If you read books, then I'm sure you have favorite authors. That's because that writer's voice speaks to you in the perfect way while telling their stories. There are many ways in which to tell a story and every writer has their own unique way of telling it. To find your voice as a writer you must write, write, and write some more. As you do, your unique "voice" will shine thrugh in the stories you tell.

My favorite authors? NICKOLAS SPARKS is one who can tell an emotionally-charged story & bring tears to my eyes or shouts of joy every time! Gee, I'd love to write like he does.

In the world of historical inspirational romance, VICKIE MCDONOUGH, a writer in Oklahoma, and whom I've had the pleasure of meeting, is another one of my fav authors. She can tell a story! Through her voice she uses humor and an array of likeable characters to tell a great historical romance. Also, SHARLENE MACLAREN, DEANNE GIST, KAREN WITEMEYER, CARA LYNN JAMES, and KIM VOGEL SAWYER write wonderful historical inspy romances. I buy them every time they pub a new book.

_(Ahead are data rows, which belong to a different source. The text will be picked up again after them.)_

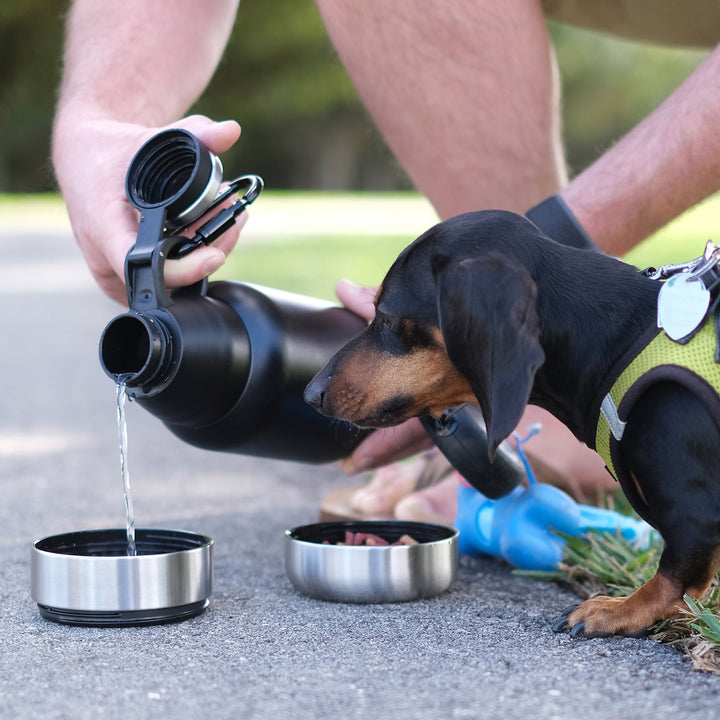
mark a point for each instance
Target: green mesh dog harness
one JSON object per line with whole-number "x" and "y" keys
{"x": 691, "y": 364}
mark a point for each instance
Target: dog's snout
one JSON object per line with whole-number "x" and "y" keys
{"x": 316, "y": 391}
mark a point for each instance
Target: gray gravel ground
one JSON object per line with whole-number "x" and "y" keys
{"x": 482, "y": 650}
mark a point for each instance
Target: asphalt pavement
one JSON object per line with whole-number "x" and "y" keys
{"x": 484, "y": 649}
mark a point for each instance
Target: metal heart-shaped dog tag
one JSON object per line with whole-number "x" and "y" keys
{"x": 683, "y": 303}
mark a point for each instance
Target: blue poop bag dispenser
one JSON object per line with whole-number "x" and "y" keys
{"x": 522, "y": 527}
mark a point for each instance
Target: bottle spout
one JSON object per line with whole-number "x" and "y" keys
{"x": 134, "y": 347}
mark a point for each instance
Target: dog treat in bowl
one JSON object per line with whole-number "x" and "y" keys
{"x": 371, "y": 540}
{"x": 372, "y": 561}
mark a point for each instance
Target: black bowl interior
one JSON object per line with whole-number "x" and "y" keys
{"x": 390, "y": 530}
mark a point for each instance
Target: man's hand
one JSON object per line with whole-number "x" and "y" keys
{"x": 91, "y": 161}
{"x": 388, "y": 444}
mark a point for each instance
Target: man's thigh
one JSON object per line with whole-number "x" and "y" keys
{"x": 678, "y": 22}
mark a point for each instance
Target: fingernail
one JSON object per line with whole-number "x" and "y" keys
{"x": 213, "y": 262}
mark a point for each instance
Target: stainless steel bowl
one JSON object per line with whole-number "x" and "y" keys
{"x": 361, "y": 574}
{"x": 87, "y": 577}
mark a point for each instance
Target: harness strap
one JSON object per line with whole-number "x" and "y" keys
{"x": 691, "y": 364}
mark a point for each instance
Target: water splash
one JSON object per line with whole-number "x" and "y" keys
{"x": 122, "y": 441}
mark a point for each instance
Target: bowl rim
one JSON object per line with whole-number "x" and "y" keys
{"x": 427, "y": 533}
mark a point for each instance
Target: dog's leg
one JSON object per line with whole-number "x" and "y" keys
{"x": 671, "y": 447}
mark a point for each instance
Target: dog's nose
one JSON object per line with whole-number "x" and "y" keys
{"x": 315, "y": 392}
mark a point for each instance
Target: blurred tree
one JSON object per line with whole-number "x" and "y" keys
{"x": 609, "y": 85}
{"x": 30, "y": 58}
{"x": 303, "y": 125}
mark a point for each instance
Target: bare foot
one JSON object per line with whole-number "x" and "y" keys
{"x": 389, "y": 485}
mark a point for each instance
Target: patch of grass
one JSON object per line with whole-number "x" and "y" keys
{"x": 607, "y": 564}
{"x": 312, "y": 267}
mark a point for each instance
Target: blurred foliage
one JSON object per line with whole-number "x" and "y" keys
{"x": 303, "y": 124}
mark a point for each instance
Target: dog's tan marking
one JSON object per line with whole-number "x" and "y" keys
{"x": 658, "y": 599}
{"x": 366, "y": 381}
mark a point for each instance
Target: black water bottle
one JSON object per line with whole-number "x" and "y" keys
{"x": 222, "y": 364}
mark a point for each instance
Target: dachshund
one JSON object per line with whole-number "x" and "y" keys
{"x": 484, "y": 308}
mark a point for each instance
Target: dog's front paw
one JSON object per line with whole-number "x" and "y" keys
{"x": 603, "y": 616}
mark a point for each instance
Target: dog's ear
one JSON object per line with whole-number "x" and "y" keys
{"x": 489, "y": 322}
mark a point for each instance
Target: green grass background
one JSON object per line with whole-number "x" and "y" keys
{"x": 303, "y": 264}
{"x": 312, "y": 266}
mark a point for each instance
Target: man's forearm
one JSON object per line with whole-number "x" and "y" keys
{"x": 665, "y": 165}
{"x": 142, "y": 61}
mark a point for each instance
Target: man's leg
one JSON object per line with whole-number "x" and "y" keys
{"x": 465, "y": 93}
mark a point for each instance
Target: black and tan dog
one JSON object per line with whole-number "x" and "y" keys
{"x": 484, "y": 308}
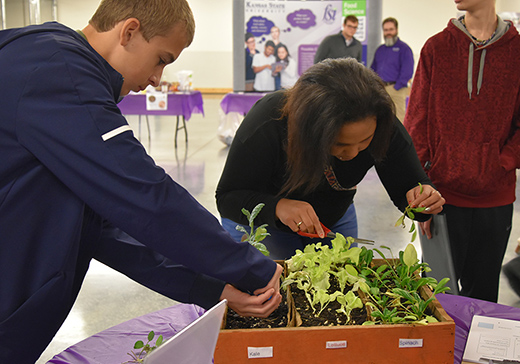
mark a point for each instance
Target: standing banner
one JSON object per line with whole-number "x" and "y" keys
{"x": 298, "y": 26}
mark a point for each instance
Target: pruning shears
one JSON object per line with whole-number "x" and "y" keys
{"x": 330, "y": 234}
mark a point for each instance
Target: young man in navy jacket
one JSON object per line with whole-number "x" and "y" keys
{"x": 75, "y": 184}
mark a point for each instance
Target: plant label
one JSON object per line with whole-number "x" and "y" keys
{"x": 336, "y": 344}
{"x": 263, "y": 352}
{"x": 410, "y": 343}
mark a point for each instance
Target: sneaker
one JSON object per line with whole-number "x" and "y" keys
{"x": 512, "y": 272}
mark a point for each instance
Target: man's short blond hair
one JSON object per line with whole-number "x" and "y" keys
{"x": 157, "y": 17}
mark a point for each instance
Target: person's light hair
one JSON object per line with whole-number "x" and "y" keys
{"x": 157, "y": 17}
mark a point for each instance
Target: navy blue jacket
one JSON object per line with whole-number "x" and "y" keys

For women's fiction, my favorite author is SARAH ADDISON ALLEN. Oh my, in the world of magical, spellbinding charm, she brings it on! I'll buy every book she writes. And for paranormal books, of course, I love the STEPHENIE MEYER books ~ her Twilight series is wonderful. I have many fav authors who writes Christian self-help books as well as historical reference books. This is just a taste of those who write books that stay on my keeper shelf.
I hope you read one of your favorite author's books while staying out of the heatwave.